Beyond Distribution Sharpening: The Importance of Task Rewards
Agreement: Claude Opus 4.6, Gemini 2.5 Pro
- Claude Opus 4.6: Clean empirical result showing RL with task rewards genuinely instills new skills, meaning capabilities emerge in post-training, not just pre-training.
- Gemini 2.5 Pro: Confirms RL is a powerful engine for teaching, shaping model capabilities rather than just polishing pre-existing behaviors.
Detecting and Suppressing Reward Hacking with Gradient Fingerprints
Agreement: Kimi K2, Gemini 2.5 Pro
- Gemini 2.5 Pro: Moving beyond textual alignment to internal dynamics, using "fingerprints" of gradients to detect when reasoning steps are plausible filler vs instrumental.
- Kimi K2: Simple to plug in and cuts reward-hack rates by 4x. Vital for RLVR settings where only final outcome rewards are available.
Robust Synchronisation for Federated Learning in The Face of Correlated Device Failure
Agreement: Kimi K2, Claude Opus 4.6
- Claude Opus 4.6: Addresses realism in distributed ML where edge devices fail together, leading to unfair synchronization and biased training data.

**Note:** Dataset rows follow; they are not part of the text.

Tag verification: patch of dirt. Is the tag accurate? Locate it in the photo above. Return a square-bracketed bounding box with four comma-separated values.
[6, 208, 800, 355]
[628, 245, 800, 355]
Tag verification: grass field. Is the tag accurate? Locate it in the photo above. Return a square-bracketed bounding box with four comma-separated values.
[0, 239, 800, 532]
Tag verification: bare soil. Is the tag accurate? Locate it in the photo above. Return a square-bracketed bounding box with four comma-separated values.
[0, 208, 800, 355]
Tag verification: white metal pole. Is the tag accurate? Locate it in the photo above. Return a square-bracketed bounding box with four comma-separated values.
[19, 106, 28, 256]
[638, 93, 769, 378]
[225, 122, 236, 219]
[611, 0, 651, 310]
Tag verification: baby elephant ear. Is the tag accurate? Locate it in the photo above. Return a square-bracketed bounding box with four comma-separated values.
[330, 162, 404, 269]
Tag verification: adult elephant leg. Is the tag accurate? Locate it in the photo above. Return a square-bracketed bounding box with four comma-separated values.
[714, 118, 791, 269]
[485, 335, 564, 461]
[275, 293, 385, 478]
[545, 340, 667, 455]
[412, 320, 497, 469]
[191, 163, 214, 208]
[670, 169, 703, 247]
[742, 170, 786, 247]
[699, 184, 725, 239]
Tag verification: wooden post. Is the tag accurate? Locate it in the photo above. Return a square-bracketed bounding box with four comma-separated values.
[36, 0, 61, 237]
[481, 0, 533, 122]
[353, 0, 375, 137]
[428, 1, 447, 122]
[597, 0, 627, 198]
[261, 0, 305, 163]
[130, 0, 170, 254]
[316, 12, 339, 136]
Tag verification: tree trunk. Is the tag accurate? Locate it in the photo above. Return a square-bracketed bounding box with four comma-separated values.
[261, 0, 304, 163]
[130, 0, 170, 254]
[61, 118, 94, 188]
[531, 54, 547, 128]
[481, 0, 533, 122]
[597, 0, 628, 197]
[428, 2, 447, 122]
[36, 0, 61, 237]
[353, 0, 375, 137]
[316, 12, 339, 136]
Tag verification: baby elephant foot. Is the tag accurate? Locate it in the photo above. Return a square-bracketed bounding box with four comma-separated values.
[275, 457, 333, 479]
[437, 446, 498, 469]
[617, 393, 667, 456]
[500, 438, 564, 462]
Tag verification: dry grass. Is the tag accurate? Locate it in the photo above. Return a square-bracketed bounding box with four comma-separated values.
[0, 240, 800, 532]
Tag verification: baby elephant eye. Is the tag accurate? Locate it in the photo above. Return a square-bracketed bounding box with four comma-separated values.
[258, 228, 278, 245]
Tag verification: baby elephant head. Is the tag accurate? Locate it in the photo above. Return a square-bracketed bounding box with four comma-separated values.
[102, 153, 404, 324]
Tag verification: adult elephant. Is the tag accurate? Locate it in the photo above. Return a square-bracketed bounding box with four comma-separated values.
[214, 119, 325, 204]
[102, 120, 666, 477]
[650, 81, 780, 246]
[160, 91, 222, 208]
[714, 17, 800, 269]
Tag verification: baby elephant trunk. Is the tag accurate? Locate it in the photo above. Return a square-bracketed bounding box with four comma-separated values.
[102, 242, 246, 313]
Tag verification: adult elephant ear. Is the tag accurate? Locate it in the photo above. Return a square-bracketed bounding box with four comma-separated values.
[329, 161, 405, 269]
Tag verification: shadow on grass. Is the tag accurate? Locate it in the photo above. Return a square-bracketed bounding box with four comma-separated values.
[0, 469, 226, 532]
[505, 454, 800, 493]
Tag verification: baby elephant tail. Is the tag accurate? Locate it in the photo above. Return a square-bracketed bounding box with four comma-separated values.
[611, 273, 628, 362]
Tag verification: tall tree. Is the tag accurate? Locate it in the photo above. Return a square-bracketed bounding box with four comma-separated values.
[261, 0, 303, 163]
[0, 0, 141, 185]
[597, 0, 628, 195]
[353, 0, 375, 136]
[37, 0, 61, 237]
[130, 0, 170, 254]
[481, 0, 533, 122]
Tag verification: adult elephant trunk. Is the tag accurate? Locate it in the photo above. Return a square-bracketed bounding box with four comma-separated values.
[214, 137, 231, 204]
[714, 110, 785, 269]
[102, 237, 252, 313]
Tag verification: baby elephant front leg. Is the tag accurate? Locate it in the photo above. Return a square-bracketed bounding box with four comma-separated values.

- Kimi K2: Replaces standard random-client-sampling with a correlation-aware scheduler to prevent the learned model from being silently biased toward reliable demographics.
Where does output diversity collapse in post-training?
Agreement: Kimi K2, Gemini 2.5 Pro
- Gemini 2.5 Pro: Disentangles why RLHF models become less diverse. Shows the collapse in output diversity primarily comes from RLHF, not instruction tuning.
- Kimi K2: Traces entropy loss to the first 3% of gradient updates during SFT, providing early telemetry on when to freeze checkpoints to avoid "mode collapse."
Connecting Threads
- The governance gap is structural, not informational. Both human and AI governance can identify problems without acting on them, risking decorative "decoys".
- Post-training is where the real action (and danger) lies. From RL genuinely creating capabilities to early entropy loss during post-training, this phase is more powerful and dangerous than just extracting pre-trained behaviors.
- Auditability is becoming end-to-end and internal. Moving from behavioral text output monitoring to inspecting learning dynamics, gradient flows, and sabotaged research pipelines.
- Real-world systems break clean assumptions. Whether correlated failures in federated learning or the lack of alignment control despite good self-assessment, surface metrics often deceive compared to deployment reality.
Methodology Note: This daily scan compares the research paper recommendations of frontier AI models. Overlap statistics provide a baseline for consensus vs. chance.